Figure 99.5 Cytology figure showing broad-branching hypha with a pseudoseptation characteristic of Mucor. |
Figure 99.7 The edge of the infarct shows a few centrally located multinucleated giant cells and fungal hyphae in the upper right corner. |
Part 3 Pneumocystis
Abida K. Haque
Carlos Bedrossian
Pneumocystosis is an opportunistic pulmonary infection, caused by Pneumocystis jiroveci (formerly carinii), that occurs almost exclusively in patients with impaired cell-mediated immunity. The most common pulmonary findings are the presence of interstitial infiltrates and characteristic alveolar exudates sometimes progressing to consolidations; rarely nodules, cavities, and pleural effusions are seen. Fatal pulmonary infections may be associated with diffuse alveolar damage (DAD).
Three developmental forms of P. jiroveci may be seen. These include cysts, trophozoites, and sporozoites. Trophozoites attach to alveolar pneumocytes, and mature into precysts and cysts. Mature cysts contain eight haploid sporozoites, that upon release become trophozoites. The developmental forms of P. jiroveci are not clearly seen in routine histologic sections. The trophozoites may be seen with Romanowsky stains (Giemsa, Wright, Diff-Quick), polychrome methylene blue, and Gram stain. The cysts stain with Gomori methenamine silver stain (GMS), toluidine blue, and Gram-Weigert.

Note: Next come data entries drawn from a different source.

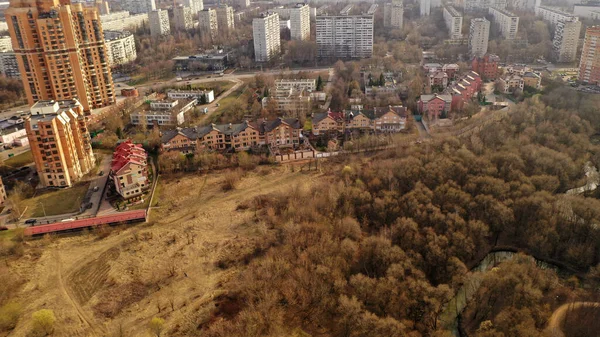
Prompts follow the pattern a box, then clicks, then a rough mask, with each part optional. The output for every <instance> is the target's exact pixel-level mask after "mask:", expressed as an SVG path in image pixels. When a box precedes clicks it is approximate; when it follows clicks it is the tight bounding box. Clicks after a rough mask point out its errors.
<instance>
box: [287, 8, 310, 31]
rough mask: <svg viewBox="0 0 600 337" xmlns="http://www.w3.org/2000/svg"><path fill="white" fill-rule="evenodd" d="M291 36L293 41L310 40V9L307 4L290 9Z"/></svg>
mask: <svg viewBox="0 0 600 337" xmlns="http://www.w3.org/2000/svg"><path fill="white" fill-rule="evenodd" d="M290 21H291V22H290V24H291V28H290V31H291V36H292V39H293V40H309V39H310V8H309V7H308V5H307V4H303V3H300V4H296V6H294V7H292V8H290Z"/></svg>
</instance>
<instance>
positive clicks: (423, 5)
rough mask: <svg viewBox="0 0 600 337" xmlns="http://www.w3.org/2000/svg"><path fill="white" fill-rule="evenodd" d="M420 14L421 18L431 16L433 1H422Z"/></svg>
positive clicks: (419, 11) (420, 10)
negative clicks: (427, 16)
mask: <svg viewBox="0 0 600 337" xmlns="http://www.w3.org/2000/svg"><path fill="white" fill-rule="evenodd" d="M419 12H420V14H421V16H428V15H429V14H431V0H420V1H419Z"/></svg>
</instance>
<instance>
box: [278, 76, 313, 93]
mask: <svg viewBox="0 0 600 337" xmlns="http://www.w3.org/2000/svg"><path fill="white" fill-rule="evenodd" d="M275 88H276V90H290V89H295V90H306V91H309V92H313V91H316V90H317V81H316V80H314V79H307V78H303V79H297V80H294V79H291V80H287V79H281V80H276V81H275Z"/></svg>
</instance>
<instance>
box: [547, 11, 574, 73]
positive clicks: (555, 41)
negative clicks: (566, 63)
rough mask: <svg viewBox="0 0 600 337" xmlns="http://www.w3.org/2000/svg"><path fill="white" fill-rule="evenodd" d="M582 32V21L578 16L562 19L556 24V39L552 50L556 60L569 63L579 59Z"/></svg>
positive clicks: (553, 43)
mask: <svg viewBox="0 0 600 337" xmlns="http://www.w3.org/2000/svg"><path fill="white" fill-rule="evenodd" d="M580 32H581V21H579V20H578V19H577V18H576V17H573V18H571V20H568V21H563V20H561V21H559V22H558V23H557V24H556V28H555V30H554V40H552V51H553V54H554V55H553V56H554V60H555V61H556V62H565V63H569V62H574V61H576V60H577V59H576V57H577V46H578V44H579V33H580Z"/></svg>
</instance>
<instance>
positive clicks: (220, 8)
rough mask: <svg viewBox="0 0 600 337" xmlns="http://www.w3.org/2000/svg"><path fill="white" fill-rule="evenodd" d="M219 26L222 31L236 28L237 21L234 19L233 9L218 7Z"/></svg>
mask: <svg viewBox="0 0 600 337" xmlns="http://www.w3.org/2000/svg"><path fill="white" fill-rule="evenodd" d="M216 11H217V26H218V27H219V29H220V30H222V31H230V30H232V29H234V28H235V19H234V17H233V7H231V6H227V5H221V6H219V7H217V9H216Z"/></svg>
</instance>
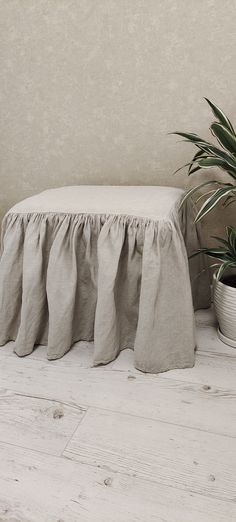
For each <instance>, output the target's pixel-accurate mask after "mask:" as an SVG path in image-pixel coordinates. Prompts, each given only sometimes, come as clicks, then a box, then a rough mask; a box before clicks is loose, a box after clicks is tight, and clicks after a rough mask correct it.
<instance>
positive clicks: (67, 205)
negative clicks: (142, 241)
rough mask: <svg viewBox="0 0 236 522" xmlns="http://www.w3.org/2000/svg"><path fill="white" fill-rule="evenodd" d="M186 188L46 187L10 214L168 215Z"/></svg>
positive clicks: (17, 203) (154, 218) (137, 186)
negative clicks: (49, 213)
mask: <svg viewBox="0 0 236 522" xmlns="http://www.w3.org/2000/svg"><path fill="white" fill-rule="evenodd" d="M183 193H184V191H183V190H182V189H179V188H174V187H158V186H146V185H145V186H140V185H139V186H126V185H121V186H114V185H113V186H112V185H109V186H108V185H76V186H71V187H61V188H56V189H50V190H45V191H44V192H41V193H40V194H36V195H35V196H32V197H29V198H27V199H25V200H23V201H21V202H20V203H17V204H16V205H15V206H14V207H12V208H11V209H10V210H9V212H8V214H12V213H13V214H35V213H40V214H41V213H58V214H61V213H63V214H64V213H66V214H111V215H114V214H115V215H129V216H136V217H145V218H150V219H157V218H158V219H161V218H165V217H168V216H169V215H170V214H171V212H172V211H173V210H174V209H175V208H176V205H178V203H179V202H180V200H181V197H182V196H183Z"/></svg>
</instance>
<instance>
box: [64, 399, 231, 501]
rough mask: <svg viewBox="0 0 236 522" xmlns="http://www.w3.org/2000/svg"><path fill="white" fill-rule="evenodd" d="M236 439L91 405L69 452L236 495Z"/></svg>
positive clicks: (194, 491)
mask: <svg viewBox="0 0 236 522" xmlns="http://www.w3.org/2000/svg"><path fill="white" fill-rule="evenodd" d="M235 448H236V440H235V439H230V438H228V439H226V438H225V437H222V436H220V435H215V434H209V433H205V432H200V431H198V432H197V431H196V430H192V429H188V428H182V427H179V426H171V425H170V424H163V423H161V422H158V421H153V420H149V419H141V418H137V417H132V416H130V415H124V414H120V413H111V412H105V411H100V410H96V409H90V410H89V411H88V412H87V415H86V417H85V419H84V422H83V423H82V424H81V425H80V426H79V428H78V429H77V430H76V432H75V433H74V435H73V437H72V439H71V441H70V442H69V444H68V445H67V448H66V450H65V452H64V455H66V456H67V457H70V458H71V459H74V460H78V461H79V462H80V463H84V464H89V465H92V466H101V467H102V468H103V469H108V468H109V469H111V470H113V471H114V472H122V473H127V474H128V475H130V476H132V475H133V474H135V475H136V476H137V477H140V478H143V479H148V480H149V481H151V482H154V483H158V484H163V485H165V486H171V487H176V488H177V489H182V490H185V491H186V490H187V491H189V492H194V493H198V494H202V495H208V496H209V497H212V498H217V499H222V500H230V501H235V487H236V477H235V469H236V452H235Z"/></svg>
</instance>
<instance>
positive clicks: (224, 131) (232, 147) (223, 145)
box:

With GMS stain, the cysts are seen as thick-walled spherules, 4 to 7 μm, and appear crescent-shaped when collapsed, with a single or paired comma-shaped thickening of the inner cyst wall. The sporozoites are 1 to 2 μm, and trophozoites are 2 to 8 μm in diameter. The trohozoites are amoeboid, with broad pseudopodia and a single nucleus, and often seen in clusters that produce the characteristic foamy exudates.
Cytologic Features
Bronchoalveolar lavage specimens commonly reveal characteristic frothy material, where the outlines of P. jiroveci can be seen within the exudate.
Histologic Features
The characteristic finding is foamy, eosinophilic alveolar exudates, with mild alveolar wall thickening and alveolar pneumocyte hyperplasia.
The alveolar exudate has fine, basophilic dots.
Pneumocystis cysts show internal single or paired distinctive foci of enhanced staining with GMS, which helps to differentiate P. jiroveci from other small fungi. Trophozoites are not seen with GMS stain, and require one of the Romanowsky stains for identification.
Figure 99.10 Cytology figure of bronchoalveolar lavage specimen showing frothy material characteristic of Pneumocystis.